OPINION

A neighbor’s crisis

The annulment of Turkey’s parliamentary elections for a new president by the constitutional court on Tuesday, without any legal reasoning, effectively amounted to a coup by the security establishment. The secular military hopes that by using blackmail, polarization and violent provocation, it can build a broad anti-Islamic front. The aim is to win an early election by rallying the various opposition parties behind Deniz Baykal. If this fails, the constitutional coup may well turn into a military one. Of course, Turkey is no stranger to coups but this time the tanks will have to make their way through a political minefield. Greece’s modern nation state has been based on a mature civil society under the leadership of a cosmopolitan bourgeois class. Turkey however did not follow the western but rather the third-world state model of nation-building. The father of the nation was the army, whose political interventions enjoyed a minimum degree of public legitimacy. That is history. A new coup against a democratically elected government that respected the constitutional rules of the game and pushed Turkey’s EU bid will strip the military of the very last vestige of legitimacy.
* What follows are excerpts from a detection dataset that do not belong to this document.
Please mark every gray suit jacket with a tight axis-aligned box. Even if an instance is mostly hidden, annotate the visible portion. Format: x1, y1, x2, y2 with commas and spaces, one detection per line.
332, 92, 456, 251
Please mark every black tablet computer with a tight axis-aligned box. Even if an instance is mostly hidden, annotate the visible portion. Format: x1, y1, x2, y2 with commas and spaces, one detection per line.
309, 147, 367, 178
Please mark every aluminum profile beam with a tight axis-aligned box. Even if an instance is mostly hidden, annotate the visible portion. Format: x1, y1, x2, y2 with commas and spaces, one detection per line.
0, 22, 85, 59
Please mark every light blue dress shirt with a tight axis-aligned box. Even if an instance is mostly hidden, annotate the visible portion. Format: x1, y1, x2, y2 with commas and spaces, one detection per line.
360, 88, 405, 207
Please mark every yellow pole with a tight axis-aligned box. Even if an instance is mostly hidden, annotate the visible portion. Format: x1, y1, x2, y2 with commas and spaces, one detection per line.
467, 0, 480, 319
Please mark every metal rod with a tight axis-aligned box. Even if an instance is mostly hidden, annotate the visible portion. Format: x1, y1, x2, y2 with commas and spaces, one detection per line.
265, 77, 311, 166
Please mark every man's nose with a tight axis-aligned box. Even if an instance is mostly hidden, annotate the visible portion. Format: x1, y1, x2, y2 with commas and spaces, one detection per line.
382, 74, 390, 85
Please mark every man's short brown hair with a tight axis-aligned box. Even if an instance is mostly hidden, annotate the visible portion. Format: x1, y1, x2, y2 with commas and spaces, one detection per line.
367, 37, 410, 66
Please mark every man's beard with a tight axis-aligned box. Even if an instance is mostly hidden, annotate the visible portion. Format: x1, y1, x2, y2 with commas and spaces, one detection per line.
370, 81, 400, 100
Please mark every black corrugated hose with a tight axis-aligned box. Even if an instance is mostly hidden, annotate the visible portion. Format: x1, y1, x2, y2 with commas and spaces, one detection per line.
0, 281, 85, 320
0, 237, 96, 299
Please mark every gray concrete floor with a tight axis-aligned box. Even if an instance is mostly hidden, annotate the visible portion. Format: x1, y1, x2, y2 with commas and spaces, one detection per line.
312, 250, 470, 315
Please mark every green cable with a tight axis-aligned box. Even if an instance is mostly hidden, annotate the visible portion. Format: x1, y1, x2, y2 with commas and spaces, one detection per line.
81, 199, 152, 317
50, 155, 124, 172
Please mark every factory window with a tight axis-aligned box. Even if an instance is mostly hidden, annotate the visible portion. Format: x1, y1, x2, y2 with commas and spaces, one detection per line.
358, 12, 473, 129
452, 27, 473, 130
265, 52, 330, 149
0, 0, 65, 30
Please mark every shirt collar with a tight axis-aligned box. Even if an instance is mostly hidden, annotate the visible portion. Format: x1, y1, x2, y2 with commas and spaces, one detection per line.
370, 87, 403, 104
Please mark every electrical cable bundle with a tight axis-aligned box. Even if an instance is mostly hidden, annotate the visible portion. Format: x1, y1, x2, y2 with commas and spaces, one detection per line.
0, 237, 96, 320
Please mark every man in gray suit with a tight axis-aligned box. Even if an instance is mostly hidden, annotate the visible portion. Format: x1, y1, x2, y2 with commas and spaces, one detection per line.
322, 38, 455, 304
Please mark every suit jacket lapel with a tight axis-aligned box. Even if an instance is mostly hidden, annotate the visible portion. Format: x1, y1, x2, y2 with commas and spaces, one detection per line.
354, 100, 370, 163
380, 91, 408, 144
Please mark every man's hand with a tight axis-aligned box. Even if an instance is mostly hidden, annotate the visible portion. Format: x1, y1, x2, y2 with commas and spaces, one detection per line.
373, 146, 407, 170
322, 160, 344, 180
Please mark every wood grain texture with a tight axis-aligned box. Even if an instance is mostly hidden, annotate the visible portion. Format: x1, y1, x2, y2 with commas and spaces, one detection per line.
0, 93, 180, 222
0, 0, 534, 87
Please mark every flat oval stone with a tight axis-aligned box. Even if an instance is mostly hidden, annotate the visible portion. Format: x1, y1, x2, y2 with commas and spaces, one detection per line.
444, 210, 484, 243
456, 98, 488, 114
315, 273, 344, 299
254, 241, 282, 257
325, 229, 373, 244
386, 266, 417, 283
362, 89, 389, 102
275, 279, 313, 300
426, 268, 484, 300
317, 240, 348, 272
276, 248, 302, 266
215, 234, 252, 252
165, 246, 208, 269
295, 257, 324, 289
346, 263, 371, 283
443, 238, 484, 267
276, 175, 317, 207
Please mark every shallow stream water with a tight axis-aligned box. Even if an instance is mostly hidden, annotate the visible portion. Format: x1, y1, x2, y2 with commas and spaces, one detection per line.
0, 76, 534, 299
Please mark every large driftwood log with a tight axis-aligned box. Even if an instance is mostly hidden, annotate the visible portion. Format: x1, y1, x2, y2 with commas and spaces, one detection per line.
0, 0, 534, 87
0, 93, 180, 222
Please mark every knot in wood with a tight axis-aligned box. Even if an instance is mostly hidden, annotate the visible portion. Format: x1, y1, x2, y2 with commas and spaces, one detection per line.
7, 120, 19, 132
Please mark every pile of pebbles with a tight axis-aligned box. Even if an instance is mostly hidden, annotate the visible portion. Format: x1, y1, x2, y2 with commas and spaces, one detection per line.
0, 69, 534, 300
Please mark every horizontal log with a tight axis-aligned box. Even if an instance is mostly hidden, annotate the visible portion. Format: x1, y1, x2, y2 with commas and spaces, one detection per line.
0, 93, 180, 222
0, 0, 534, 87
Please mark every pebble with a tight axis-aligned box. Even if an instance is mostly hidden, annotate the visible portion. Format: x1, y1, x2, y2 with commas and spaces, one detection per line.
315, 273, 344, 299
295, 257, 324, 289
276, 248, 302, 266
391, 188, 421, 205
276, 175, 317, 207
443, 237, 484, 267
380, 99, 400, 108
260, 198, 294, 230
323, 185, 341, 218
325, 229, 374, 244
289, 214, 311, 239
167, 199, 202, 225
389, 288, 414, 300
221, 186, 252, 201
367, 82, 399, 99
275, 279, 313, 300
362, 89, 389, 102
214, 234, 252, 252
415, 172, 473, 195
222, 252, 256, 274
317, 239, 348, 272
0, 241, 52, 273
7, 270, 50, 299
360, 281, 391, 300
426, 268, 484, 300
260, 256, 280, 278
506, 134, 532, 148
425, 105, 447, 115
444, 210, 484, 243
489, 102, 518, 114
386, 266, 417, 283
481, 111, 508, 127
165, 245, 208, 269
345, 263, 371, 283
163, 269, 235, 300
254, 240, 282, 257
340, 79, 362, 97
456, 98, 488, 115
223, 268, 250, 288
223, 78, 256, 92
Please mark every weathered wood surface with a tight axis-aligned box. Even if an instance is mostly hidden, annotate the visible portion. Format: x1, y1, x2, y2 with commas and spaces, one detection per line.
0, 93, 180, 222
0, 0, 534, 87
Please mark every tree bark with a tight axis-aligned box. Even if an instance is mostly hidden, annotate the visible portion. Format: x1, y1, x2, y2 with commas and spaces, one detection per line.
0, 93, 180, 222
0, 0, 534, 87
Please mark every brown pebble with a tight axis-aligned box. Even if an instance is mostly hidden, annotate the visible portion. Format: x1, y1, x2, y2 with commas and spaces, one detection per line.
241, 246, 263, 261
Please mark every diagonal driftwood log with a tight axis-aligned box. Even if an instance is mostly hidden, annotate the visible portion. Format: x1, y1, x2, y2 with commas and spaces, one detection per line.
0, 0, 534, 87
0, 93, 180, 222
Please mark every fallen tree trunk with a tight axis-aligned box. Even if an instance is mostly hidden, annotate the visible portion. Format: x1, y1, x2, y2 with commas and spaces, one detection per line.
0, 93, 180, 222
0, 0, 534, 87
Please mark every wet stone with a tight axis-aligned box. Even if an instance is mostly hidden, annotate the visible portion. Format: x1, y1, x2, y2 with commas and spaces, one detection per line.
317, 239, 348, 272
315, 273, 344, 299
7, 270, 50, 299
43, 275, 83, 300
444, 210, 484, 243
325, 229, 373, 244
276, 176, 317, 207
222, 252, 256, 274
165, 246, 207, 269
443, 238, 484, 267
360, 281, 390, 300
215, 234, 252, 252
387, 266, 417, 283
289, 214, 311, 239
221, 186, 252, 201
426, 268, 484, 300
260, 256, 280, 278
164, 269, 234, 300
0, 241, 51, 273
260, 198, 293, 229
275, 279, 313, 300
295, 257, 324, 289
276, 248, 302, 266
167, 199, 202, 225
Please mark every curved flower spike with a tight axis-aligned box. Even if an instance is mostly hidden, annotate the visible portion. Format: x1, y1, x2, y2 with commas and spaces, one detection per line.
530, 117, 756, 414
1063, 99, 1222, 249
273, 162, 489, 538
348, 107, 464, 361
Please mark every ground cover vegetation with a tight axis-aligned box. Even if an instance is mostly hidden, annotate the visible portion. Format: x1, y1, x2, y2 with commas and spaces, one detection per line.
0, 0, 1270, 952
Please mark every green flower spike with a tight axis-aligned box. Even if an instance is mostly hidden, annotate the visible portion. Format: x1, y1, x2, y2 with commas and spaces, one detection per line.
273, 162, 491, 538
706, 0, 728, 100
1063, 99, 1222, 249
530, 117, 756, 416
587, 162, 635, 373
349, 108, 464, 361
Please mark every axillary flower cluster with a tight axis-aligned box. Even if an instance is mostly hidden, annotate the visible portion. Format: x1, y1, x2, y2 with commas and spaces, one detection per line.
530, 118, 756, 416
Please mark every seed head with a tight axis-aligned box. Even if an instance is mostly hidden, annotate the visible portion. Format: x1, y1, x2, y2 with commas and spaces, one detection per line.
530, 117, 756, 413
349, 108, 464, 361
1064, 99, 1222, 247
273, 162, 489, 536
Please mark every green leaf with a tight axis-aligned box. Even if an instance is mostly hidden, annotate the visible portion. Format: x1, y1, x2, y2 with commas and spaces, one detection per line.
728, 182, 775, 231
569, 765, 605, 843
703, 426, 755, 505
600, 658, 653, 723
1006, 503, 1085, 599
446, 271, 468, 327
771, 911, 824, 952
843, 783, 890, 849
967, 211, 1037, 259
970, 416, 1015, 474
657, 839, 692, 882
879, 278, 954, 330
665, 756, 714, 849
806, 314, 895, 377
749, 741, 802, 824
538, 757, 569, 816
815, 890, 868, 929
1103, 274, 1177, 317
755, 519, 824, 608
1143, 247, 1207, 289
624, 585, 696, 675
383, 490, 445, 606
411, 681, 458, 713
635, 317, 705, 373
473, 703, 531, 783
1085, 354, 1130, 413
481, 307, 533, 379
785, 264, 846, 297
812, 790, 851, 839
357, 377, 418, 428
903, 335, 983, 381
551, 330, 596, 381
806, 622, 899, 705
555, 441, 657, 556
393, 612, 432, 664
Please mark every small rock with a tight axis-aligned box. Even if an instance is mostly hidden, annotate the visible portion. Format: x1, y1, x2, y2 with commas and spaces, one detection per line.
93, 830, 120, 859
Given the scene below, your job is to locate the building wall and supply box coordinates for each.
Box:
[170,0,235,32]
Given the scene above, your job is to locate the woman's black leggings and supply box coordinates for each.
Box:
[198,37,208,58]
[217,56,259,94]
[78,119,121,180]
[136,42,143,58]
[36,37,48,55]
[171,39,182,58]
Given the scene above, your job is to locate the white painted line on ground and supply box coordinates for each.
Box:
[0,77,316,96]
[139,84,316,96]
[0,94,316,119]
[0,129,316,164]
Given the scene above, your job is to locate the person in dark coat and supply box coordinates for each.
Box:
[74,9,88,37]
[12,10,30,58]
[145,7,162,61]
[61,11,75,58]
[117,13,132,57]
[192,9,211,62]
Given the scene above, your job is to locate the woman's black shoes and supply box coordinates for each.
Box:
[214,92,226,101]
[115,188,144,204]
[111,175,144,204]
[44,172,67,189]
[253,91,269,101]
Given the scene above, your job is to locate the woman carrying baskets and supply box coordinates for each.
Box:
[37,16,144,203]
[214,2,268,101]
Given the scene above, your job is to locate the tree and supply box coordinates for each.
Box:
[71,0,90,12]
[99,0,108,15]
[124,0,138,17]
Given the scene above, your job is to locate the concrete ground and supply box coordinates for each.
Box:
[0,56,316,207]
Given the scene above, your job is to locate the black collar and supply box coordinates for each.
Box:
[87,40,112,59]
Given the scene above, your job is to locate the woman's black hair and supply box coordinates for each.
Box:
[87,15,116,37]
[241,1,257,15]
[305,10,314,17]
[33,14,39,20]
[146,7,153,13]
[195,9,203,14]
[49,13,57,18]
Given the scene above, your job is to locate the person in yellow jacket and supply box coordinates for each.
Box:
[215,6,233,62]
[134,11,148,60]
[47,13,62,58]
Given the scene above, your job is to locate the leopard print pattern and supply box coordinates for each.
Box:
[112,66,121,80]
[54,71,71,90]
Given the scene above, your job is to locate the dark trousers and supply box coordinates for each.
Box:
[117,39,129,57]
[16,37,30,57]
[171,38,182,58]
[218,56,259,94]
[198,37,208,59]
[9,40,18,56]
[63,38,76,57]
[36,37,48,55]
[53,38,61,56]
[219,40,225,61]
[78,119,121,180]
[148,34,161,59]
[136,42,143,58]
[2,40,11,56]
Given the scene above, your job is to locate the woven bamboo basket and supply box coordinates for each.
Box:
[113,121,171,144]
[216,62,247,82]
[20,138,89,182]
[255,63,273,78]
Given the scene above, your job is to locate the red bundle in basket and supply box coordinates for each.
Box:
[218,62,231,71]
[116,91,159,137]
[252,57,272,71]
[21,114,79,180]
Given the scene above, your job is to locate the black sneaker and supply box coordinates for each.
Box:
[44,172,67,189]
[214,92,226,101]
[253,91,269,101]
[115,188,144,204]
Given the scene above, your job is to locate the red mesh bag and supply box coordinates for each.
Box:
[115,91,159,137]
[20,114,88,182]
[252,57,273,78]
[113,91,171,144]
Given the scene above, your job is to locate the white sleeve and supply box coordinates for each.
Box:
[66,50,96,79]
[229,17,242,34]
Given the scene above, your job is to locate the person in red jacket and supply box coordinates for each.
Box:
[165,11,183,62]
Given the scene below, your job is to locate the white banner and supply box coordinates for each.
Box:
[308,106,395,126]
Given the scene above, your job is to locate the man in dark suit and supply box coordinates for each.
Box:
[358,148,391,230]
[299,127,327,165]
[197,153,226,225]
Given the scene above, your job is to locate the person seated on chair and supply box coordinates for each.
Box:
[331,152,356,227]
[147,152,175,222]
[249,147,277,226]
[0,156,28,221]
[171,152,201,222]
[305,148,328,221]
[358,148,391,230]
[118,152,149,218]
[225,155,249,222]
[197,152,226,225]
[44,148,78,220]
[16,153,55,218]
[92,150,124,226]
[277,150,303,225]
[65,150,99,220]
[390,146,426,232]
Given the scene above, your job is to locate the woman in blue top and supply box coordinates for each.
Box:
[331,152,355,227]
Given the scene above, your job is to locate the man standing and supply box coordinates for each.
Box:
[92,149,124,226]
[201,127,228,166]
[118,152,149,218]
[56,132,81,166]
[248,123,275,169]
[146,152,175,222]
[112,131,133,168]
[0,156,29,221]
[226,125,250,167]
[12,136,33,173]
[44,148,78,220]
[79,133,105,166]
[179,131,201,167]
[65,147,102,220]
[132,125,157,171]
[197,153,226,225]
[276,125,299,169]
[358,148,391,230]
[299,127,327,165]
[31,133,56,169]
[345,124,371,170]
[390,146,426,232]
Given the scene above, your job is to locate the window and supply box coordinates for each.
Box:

Algeria’s experience may provide a valuable lesson. In 1991, the military bureaucracy of the FLN was forced to organize comparatively free elections. The triumph of the Islamic FSI in the first round triggered a military intervention in defence of the secular republic (with western tolerance). As a result, the moderate FSI was hijacked by the fundamentalists of the GIA, plunging Algeria into a decade-long civil war that claimed 160,000 lives and led to a wave of terror attacks in France. The Turkish crisis may have repercussions not only for our eastern neighbors but for the broader region too.